I pissed off a judge once.  Long time ago -- close to 30 years now.  I wrote something in an appellate brief about the "intellectual bankruptcy" of his position.  Cute phrase, huh? 

The judge didn't think so.  He found out about it, and suffice it to say that payback was a bitch.  And although he was theoretically only one of thirty-four judges, word gets around, and it was quite a while before I recovered from the damage.  I always wondered what it would be like if you were an attorney practicing in a small county that had only one or two judges.

Robert Bright found out the answer to that question. 

Bright was a public defender in Gallia County, where David Evans served as the lone judge of the general division.  Bright worked out a plea in a criminal case, but Evans rejected it when the client changed her mind twice during the course of the plea hearing.  He refused to accept it again three days later, at which point Bright wrote an 18-page motion characterizing Evans' refusal to accept the plea as "an abuse of discretion" and "unreasonable and/or arbitrary and/or unconscionable."  (The latter terms are, of course, the definition of an abuse of discretion.)  Bright also ventured criticism of some of Evan's other practices, like his use of "drop-date" dates for pleas.

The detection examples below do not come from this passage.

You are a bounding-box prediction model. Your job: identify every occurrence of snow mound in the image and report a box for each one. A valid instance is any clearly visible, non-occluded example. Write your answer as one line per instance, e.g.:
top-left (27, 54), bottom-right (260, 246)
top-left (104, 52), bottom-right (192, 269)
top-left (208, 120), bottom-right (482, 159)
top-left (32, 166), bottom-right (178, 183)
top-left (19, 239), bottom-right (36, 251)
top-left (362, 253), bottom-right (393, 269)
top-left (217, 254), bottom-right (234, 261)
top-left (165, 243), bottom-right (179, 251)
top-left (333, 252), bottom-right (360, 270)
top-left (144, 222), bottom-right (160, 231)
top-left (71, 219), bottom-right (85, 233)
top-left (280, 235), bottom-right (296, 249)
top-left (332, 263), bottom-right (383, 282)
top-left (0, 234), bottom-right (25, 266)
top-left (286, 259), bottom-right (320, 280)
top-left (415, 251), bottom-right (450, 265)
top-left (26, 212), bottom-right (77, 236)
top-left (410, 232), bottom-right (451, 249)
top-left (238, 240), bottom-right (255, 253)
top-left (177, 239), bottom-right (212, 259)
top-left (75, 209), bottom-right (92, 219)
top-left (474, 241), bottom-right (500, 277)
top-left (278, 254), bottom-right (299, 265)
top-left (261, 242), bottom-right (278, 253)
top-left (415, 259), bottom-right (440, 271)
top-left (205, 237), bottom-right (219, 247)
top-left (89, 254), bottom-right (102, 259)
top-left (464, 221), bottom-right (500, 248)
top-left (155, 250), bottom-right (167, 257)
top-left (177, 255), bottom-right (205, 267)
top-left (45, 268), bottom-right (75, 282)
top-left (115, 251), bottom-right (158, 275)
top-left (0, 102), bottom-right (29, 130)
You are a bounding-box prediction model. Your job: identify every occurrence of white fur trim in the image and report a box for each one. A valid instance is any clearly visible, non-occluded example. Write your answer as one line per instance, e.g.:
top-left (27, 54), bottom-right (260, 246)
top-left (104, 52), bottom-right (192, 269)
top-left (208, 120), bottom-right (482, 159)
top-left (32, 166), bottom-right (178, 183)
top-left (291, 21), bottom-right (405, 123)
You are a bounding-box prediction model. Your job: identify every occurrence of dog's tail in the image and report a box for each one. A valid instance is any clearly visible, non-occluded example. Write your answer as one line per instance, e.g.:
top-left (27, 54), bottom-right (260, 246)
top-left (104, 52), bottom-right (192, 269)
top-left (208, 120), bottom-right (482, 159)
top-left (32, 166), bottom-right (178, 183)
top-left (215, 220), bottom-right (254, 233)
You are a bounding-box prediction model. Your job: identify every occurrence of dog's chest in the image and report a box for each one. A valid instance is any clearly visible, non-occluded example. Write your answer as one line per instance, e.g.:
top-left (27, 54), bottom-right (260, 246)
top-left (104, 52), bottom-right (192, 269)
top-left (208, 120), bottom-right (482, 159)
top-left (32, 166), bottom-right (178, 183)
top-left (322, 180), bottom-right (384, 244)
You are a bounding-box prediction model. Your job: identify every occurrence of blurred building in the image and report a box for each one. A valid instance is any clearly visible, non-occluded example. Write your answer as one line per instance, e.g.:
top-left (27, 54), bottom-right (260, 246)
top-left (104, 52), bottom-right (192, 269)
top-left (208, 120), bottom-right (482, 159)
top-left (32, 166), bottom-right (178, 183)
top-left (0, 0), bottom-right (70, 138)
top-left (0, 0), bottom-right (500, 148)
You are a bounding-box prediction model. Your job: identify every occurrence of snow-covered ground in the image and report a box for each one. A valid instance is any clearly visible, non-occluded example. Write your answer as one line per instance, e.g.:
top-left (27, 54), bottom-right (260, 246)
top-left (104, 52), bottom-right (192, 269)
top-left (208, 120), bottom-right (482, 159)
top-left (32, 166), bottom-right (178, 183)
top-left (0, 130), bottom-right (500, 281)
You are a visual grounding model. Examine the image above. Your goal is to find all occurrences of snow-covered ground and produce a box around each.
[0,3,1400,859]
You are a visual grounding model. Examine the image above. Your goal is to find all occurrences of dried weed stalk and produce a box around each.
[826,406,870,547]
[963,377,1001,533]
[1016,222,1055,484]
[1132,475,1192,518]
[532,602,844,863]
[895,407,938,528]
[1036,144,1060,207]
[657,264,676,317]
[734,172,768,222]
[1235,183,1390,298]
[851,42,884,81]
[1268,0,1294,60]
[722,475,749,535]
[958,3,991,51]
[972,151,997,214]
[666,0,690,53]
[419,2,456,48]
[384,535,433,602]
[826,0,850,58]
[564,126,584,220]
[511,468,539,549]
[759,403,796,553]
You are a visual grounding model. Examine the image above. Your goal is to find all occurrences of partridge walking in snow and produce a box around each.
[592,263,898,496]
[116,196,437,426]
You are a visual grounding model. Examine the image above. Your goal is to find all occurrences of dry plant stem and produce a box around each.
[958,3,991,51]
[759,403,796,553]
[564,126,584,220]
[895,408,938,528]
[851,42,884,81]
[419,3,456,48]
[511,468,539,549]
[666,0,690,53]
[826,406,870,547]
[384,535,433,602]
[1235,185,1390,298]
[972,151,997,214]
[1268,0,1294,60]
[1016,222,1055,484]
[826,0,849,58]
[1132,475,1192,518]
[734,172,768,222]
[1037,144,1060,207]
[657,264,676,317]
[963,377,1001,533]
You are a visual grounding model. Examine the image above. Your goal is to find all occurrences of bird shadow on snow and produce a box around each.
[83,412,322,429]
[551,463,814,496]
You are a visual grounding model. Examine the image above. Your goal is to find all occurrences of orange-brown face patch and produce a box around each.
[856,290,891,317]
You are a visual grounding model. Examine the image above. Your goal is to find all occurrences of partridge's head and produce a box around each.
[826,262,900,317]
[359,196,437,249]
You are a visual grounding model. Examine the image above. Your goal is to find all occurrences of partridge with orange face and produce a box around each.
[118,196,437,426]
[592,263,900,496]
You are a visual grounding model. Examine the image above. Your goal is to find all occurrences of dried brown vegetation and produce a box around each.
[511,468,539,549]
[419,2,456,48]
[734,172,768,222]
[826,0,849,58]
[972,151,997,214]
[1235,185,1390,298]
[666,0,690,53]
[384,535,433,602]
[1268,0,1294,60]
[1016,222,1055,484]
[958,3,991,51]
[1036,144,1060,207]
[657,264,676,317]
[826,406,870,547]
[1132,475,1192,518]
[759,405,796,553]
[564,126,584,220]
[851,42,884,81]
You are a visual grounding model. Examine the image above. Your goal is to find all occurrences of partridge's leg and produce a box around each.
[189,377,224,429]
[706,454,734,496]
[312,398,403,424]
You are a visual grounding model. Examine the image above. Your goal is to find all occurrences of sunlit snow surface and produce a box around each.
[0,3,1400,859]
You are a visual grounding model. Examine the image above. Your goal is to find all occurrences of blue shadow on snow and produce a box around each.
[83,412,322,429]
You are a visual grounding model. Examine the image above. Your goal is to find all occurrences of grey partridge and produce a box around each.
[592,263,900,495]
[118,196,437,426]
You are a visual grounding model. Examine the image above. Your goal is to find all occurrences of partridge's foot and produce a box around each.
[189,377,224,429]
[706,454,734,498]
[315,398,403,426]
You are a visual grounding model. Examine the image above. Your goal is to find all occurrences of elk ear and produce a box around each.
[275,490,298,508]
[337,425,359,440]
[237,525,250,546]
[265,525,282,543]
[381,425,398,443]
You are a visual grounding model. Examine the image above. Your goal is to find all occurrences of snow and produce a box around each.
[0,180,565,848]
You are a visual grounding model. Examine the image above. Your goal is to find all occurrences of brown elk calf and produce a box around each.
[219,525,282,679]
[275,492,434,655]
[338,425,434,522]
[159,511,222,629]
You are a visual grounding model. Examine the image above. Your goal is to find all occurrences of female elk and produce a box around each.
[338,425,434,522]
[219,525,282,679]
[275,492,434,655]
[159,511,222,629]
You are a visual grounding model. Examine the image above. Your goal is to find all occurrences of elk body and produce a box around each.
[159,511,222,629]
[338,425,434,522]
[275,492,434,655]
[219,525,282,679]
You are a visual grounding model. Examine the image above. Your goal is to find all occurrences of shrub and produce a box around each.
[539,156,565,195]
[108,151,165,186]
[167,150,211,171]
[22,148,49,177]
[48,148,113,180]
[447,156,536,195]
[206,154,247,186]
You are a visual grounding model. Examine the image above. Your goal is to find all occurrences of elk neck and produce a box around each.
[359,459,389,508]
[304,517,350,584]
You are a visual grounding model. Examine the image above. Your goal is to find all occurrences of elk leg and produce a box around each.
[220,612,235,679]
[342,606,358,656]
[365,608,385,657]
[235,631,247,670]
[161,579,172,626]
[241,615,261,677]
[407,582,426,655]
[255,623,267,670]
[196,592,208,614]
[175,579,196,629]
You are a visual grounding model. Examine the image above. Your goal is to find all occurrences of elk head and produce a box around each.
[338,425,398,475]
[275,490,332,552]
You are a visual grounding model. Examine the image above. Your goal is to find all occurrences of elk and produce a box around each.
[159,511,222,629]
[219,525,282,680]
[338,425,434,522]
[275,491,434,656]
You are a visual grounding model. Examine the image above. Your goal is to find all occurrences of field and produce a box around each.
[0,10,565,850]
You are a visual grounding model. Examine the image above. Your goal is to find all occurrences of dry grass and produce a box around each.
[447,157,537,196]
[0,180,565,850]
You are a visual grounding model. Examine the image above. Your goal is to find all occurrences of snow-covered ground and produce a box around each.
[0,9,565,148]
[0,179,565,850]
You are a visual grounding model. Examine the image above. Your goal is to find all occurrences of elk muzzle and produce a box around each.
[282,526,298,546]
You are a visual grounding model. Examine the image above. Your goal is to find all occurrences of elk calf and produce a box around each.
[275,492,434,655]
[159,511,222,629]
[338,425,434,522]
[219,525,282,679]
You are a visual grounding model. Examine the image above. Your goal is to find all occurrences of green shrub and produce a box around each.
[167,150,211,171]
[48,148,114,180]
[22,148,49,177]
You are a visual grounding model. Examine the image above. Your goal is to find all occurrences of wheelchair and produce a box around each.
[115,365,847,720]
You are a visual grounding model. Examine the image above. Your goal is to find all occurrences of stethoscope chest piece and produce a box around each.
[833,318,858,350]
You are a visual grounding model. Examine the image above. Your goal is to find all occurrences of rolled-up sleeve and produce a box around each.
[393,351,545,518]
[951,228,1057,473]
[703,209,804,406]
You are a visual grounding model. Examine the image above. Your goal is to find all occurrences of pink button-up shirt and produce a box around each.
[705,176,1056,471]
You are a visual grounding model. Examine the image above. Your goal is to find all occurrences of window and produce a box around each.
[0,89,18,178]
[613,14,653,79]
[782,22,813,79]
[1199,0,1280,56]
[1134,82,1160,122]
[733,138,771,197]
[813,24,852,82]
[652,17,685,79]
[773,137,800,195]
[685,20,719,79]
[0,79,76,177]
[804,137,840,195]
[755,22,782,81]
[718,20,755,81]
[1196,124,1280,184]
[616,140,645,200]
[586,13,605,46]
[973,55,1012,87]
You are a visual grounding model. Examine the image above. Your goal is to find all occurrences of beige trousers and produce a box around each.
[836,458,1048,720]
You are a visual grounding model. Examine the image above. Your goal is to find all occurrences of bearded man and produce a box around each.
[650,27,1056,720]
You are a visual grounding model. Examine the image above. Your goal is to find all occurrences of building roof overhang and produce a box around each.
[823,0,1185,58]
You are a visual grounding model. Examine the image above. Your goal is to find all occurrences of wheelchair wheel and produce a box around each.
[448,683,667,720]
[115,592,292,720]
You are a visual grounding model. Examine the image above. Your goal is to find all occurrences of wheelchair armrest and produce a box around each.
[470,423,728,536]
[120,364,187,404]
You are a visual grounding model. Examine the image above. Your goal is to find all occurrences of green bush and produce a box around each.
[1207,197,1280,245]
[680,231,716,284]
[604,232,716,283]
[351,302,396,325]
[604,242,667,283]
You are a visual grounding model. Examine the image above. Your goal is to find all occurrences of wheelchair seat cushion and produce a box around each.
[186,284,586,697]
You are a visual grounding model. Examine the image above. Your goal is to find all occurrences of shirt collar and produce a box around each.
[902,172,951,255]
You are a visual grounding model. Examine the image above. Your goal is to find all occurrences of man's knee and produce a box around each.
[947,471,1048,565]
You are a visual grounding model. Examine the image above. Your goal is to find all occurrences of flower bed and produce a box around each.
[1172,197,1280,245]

Evans wasn't pleased.  Describing Bright's motion as "scathing" and claiming that it showed Bright's "bias toward and contempt for the court," Evans removed Bright from the case.  The reasoning for that is somewhat convoluted.  The judge in his journal entry conceded that Bright's "attitude toward the Court as expressed in the instant motion" wasn't professional misconduct or even contemptuous.  Nonetheless, "it is certainly not acceptable behavior," and it

created conflict with the Court whereby in this case or for that matter any other case in the future, when [Bright] does not agree with a decision or ruling by the Court, instead of being critical by accusation of being arbitrary, unreasonable, unconscionable or of abusing discretion, he simply may accuse the court of being bias [sic] or prejudice [sic] as it relates to him.

Evans noted that he had an obligation to avoid any appearance of impropriety, bias, or prejudice, and concluded that Bright's action

compromises [sic] the Court's ability to avoid any appearance of bias [or] prejudice, or to be fair and impartial as it relates to Defense Counsel regardless [of] how hard it tries or what strides it makes toward guaranteeing that there would be no bias, prejudice and that it would be fair and impartial.

In other words, because Bright wrote a motion that hurt the judge's feelings, the judge couldn't be sure that he wouldn't be biased toward Bright, so the only remedy to that was removing Bright as counsel.

And not just in that case:  within the next day or so, Evans filed entries removing Bright as assigned counsel in 63 criminal cases -- Bright's entire caseload.  Within the month, the public defender's office fired Bright:  it didn't make much sense for them to pay him to handle felony cases in Gallia County Common Pleas Court, when the only judge in Gallia County Common wouldn't let him handle them.

Evans filed a complaint with the disciplinary counsel about Bright's motion, but that went nowhere.  A complaint against Evans did, and Tuesday the Supreme Court weighed in with its decision in Ohio State Bar v. EvansThe issue was not whether Evans was wrong; in fact, he and the disciplinary board stipulated the Evan's conduct violated Judicial Conduct Rule 2.11, which requires a judge to disqualify himself  "in any proceeding in which the judge's impartiality might reasonably be questioned, including circumstances in which a judge has a personal bias or prejudice concerning a party or a party's counsel."  In short, instead of removing Bright, the judge should have disqualified himself.  The only remaining issue was the sanction.

It may surprise you, but judges are disciplined with some frequency, and so the court rummaged through its previous cases to see what had happened to the judges there.  It may not surprise you that the answer was, not much:  with one exception, all of the cases cited by the court involved stayed suspensions of six months to a year.  The only exception was Disciplinary Counsel v. Campbell, where the judge had to commit 14 separate disciplinary violations in order to earn an actual six-month suspension.  The court finds that "a significant aggravating factor is present here:  harm to the victims."  And so, it concludes, a "midrange sanction" is appropriate:  a twelve-month suspension, all stayed.

Well, at least somebody still has a job.